Not only was she the first Nevada artist to win in the 20-year history of the state duck stamp art competition held earlier this year by winning the trout contest in August, she became the first artist to win both of the state’s stamp competitions in the same year.
Thirteen years ago, she began entering the Nevada duck and trout stamp competitions, placing in the top 10 on six separate occasions. She placed fifth in 1996 and second in 1997 in the duck stamp program. In 1991, her entry featuring a pair of kokanee salmon won the state’s trout stamp contest.
The artist, who has no formal art training, has been painting as far back as she can remember.
“I’m ecstatic, I still can’t believe it – it’ such an honor,” Kreutzjans said. “I’ve been working so long on this, and now to actually win both contests in one year is just so exciting.”
Before submitting her contest entries, the artist says that she always shows her finished paintings to her husband John, a licensed taxidermist, for his critique and comments.
“After looking over my trout stamp entry, John paid me the ultimate compliment, telling me, “This is so good, it’s almost like you didn’t paint it.'”
Kreutzjans’ life-like rendition of a redband rainbow trout, ready to strike a fly angler’s strategically placed nymph, will be depicted in full color on the 1999 state trout stamp.
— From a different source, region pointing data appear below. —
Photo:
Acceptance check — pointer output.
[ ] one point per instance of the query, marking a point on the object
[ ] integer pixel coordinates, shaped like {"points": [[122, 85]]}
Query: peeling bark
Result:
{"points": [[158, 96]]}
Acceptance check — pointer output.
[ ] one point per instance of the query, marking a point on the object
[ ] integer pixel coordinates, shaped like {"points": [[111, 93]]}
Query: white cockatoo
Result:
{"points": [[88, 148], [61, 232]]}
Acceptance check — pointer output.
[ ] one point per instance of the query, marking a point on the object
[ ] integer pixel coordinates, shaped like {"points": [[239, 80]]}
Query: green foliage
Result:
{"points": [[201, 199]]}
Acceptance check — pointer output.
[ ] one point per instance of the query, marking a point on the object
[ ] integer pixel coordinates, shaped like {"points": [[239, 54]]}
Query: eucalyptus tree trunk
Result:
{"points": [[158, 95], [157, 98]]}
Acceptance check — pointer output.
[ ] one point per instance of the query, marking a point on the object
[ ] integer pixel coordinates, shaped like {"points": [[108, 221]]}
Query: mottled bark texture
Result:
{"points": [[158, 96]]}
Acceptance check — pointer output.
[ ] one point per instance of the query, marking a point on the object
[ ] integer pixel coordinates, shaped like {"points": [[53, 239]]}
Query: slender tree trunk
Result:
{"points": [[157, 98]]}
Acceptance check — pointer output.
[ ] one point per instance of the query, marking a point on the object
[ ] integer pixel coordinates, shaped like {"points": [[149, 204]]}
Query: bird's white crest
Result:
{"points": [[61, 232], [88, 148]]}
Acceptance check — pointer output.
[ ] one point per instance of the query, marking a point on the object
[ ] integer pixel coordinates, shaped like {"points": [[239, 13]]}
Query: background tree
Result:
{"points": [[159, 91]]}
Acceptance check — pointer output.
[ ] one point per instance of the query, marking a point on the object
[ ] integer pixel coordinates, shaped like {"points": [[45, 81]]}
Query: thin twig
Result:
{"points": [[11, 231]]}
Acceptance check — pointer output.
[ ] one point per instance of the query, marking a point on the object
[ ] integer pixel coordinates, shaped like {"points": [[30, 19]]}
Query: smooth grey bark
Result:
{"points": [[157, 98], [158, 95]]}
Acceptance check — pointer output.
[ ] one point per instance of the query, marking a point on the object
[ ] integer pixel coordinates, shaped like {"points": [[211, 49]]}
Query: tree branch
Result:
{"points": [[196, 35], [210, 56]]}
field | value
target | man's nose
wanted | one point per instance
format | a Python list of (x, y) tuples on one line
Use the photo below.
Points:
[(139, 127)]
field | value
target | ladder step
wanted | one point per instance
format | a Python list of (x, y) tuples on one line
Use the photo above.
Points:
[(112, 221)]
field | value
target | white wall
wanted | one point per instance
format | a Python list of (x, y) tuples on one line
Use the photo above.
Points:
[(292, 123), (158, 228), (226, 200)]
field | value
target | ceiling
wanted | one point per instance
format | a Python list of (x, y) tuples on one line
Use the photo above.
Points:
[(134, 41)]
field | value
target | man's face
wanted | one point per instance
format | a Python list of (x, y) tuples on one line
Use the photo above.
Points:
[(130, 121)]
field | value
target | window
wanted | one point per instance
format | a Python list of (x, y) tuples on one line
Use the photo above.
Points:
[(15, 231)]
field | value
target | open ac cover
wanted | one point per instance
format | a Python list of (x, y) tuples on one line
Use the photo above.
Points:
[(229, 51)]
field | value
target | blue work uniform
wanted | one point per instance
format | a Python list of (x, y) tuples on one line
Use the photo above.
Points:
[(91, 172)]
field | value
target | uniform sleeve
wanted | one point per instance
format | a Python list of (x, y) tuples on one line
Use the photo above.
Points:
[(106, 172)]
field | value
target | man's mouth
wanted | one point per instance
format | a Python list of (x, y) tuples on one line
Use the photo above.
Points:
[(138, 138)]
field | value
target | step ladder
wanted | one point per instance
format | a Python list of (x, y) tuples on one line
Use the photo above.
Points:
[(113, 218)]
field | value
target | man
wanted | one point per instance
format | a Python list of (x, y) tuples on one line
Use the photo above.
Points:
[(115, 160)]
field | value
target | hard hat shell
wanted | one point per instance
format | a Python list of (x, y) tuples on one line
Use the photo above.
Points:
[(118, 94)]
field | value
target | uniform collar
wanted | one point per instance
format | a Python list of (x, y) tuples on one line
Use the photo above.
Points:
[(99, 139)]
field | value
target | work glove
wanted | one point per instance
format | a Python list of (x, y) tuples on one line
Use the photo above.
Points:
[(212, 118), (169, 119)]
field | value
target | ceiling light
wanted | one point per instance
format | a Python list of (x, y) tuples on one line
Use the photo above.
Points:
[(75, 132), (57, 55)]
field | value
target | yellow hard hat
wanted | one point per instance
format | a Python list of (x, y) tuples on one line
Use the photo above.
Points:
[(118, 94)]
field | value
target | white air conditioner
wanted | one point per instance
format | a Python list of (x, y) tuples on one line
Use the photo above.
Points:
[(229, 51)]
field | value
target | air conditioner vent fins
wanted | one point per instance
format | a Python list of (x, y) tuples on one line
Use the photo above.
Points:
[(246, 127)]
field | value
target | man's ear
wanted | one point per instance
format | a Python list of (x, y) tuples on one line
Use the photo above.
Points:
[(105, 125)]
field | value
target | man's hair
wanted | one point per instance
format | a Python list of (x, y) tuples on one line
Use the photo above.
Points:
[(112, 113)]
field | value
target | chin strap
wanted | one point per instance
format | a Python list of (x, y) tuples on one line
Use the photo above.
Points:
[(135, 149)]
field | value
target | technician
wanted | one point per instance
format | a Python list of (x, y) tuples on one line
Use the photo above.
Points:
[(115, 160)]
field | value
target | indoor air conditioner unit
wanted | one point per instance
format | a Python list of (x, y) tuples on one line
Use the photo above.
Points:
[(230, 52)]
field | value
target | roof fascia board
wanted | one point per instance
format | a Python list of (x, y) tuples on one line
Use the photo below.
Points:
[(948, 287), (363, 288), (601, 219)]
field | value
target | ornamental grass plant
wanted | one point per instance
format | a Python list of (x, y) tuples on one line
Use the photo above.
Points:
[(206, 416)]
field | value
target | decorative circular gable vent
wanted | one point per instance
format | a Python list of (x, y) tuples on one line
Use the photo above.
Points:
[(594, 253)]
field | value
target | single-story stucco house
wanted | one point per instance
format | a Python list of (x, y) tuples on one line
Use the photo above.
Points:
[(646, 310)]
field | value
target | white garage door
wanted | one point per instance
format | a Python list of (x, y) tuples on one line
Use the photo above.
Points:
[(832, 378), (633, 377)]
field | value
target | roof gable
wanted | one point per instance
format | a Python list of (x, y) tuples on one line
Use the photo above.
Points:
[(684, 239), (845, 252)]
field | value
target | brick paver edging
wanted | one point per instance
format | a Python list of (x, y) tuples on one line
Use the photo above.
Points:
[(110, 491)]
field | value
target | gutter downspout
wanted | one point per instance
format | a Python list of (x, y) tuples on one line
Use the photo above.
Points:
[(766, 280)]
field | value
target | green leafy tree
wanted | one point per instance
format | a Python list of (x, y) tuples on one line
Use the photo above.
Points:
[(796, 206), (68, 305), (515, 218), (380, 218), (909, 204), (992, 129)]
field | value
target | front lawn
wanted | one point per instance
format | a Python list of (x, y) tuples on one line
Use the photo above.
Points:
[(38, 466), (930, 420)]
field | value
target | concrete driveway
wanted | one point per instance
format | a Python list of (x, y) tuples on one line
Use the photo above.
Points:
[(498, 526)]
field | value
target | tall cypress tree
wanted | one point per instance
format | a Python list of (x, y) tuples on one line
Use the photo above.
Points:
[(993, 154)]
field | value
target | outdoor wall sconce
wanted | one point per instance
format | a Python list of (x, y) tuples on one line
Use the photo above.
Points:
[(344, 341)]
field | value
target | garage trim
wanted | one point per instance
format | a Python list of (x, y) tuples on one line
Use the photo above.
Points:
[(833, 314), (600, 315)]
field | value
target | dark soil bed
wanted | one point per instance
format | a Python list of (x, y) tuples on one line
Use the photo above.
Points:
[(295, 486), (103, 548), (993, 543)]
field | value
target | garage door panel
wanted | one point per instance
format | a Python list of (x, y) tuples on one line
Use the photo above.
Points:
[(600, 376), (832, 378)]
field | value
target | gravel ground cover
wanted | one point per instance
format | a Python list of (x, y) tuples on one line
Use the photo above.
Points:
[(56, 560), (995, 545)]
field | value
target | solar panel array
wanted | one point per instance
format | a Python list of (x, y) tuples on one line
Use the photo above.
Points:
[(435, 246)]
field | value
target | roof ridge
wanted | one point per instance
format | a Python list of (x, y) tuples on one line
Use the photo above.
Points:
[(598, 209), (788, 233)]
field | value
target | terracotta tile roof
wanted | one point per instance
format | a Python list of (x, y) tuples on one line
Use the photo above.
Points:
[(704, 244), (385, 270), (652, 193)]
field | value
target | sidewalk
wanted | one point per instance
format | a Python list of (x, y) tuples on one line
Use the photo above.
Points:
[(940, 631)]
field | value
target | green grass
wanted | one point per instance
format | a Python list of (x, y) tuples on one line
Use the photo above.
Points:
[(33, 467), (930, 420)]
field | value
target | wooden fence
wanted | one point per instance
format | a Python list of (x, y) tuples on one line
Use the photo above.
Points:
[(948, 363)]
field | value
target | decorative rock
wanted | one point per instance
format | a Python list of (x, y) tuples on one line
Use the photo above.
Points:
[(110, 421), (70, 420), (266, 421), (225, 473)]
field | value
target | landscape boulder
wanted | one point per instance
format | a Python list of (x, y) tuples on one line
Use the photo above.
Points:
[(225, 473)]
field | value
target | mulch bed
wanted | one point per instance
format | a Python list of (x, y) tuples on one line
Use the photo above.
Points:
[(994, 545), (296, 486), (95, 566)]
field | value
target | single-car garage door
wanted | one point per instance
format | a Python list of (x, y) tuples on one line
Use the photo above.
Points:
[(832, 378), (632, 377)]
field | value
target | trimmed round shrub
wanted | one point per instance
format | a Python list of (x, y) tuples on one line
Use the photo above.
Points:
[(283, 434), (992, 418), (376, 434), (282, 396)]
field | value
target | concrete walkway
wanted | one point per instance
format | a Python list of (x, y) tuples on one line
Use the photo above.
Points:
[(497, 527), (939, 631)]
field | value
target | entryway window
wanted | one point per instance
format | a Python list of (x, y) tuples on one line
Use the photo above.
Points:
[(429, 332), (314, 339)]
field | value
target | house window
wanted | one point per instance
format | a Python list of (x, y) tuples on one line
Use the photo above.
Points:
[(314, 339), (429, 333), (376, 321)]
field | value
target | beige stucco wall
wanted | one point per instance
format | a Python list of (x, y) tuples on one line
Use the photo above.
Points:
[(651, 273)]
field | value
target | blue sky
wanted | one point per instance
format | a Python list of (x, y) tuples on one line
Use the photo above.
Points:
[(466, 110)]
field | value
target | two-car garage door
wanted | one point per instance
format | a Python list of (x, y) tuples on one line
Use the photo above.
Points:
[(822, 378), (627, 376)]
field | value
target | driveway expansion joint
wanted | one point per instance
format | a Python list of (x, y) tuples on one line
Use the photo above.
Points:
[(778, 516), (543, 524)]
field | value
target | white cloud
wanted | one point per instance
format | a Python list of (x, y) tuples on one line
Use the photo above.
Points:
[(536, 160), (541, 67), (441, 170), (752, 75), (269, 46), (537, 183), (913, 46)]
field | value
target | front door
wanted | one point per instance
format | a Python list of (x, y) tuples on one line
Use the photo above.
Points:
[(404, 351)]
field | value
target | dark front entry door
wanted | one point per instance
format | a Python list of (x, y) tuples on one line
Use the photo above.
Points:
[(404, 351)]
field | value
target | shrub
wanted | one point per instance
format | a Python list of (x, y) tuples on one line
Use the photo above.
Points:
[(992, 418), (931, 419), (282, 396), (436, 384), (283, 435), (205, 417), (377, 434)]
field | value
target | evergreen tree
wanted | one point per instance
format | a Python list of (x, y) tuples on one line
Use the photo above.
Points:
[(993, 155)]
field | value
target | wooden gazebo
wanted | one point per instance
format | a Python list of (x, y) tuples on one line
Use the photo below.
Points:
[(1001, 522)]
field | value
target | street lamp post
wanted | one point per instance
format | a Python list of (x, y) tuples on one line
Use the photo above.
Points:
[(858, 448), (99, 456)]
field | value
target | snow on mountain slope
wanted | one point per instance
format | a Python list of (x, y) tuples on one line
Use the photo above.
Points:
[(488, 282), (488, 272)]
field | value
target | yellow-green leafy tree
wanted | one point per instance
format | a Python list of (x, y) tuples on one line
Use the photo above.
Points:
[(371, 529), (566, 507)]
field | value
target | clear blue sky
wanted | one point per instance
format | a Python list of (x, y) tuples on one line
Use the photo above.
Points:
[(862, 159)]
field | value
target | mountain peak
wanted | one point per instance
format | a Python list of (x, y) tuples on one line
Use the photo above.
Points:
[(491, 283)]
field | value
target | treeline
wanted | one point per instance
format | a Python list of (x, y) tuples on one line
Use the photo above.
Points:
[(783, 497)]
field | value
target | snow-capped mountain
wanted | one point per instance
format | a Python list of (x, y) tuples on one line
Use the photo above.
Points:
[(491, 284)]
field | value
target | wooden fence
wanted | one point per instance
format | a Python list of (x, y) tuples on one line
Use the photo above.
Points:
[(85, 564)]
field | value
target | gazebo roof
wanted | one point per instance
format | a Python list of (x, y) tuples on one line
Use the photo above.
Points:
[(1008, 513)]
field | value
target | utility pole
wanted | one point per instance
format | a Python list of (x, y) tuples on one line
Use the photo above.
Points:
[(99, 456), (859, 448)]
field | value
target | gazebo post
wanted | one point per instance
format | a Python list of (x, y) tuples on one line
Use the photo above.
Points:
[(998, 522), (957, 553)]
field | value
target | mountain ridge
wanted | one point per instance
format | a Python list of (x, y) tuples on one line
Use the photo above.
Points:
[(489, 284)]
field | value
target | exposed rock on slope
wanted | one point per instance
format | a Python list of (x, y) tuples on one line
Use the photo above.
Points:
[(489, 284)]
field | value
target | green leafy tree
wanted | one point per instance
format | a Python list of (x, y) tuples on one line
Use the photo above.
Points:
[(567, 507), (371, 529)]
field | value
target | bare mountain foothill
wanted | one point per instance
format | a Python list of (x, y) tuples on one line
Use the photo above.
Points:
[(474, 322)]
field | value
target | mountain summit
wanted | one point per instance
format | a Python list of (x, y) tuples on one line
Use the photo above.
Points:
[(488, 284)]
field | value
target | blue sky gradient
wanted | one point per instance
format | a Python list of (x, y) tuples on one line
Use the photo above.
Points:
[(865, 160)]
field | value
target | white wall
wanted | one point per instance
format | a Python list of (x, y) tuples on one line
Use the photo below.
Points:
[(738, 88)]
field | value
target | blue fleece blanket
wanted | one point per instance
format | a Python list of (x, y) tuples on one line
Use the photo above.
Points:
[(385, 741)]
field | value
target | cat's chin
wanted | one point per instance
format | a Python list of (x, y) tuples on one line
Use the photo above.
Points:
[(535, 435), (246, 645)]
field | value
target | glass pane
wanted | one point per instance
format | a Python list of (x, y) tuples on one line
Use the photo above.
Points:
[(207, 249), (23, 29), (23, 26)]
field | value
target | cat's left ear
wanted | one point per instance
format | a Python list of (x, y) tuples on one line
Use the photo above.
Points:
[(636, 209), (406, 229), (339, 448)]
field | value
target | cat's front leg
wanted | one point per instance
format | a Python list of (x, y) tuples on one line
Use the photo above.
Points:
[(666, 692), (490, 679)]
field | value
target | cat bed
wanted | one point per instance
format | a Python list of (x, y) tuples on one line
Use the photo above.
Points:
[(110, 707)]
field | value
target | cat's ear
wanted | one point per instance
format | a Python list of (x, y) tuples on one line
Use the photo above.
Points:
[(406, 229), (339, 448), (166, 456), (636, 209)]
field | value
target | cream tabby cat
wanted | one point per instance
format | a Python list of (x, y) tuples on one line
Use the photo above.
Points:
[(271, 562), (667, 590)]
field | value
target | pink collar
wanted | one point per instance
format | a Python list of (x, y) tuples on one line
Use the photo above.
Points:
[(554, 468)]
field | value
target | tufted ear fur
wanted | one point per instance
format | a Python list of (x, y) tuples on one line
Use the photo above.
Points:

Although there is no financial prize, the artist retains full reproduction rights and usually produces limited edition reprints that sell for approximately $140. In addition, the artist donates 75 special Conservation Edition prints that are auctioned off at various wildlife organization fund-raising banquets each year throughout the state.
Kreutzjans’ painting will also grace the cover of the state’s 1999 fishing seasons and regulations booklet available in early February of next year.
The state trout stamp, required of all anglers 12 years of age and older who fish for, or possess trout, will also be available in February.
A portion of the proceeds from the sale of the trout stamps is used to pay for the division’s newest fish hatchery on the Mason Valley Wildlife Management Area near Yerington.
While a few states still conduct art contests to solicit high quality artwork to be portrayed in full color on their stamps, many are discontinuing the contests and are electing to commission an artist to simply paint a picture of the species chosen for that state’s stamp, according to David Rice, NDOW’s art contest coordinator.
“As more and more state wildlife agencies have dropped their duck and trout stamp contest, we have experienced an increase in not only the number of entries, but the quality as well,” Rice said.
“The overall quality of the entries in this year’s contest was by far the best I have seen in 20 years. Ms. Kreutzjans should be very proud that she placed first amongst the stiffest competition in the history of the contest.”
The state trout stamp contest was sponsored this year by the Northeastern Chapter of Trout Unlimited. The contest judging was held to coincide with Trout Unlimited’s national convention that was held in Reno, Aug. 12-16.
The redband trout is found in northeastern Nevada streams. It is thought to be descended from fish that ventured into northeastern Nevada possibly 30,000 years ago from the Columbia River system. They have become established in many stream and river systems in that general area including the Jarbidge, Owyhee, Bruneau and Salmon Falls. Unless you are a fish taxonomist, it is safe to refer to Nevada’s redband trout as a native rainbow trout, probably most closely related to the steelhead trout.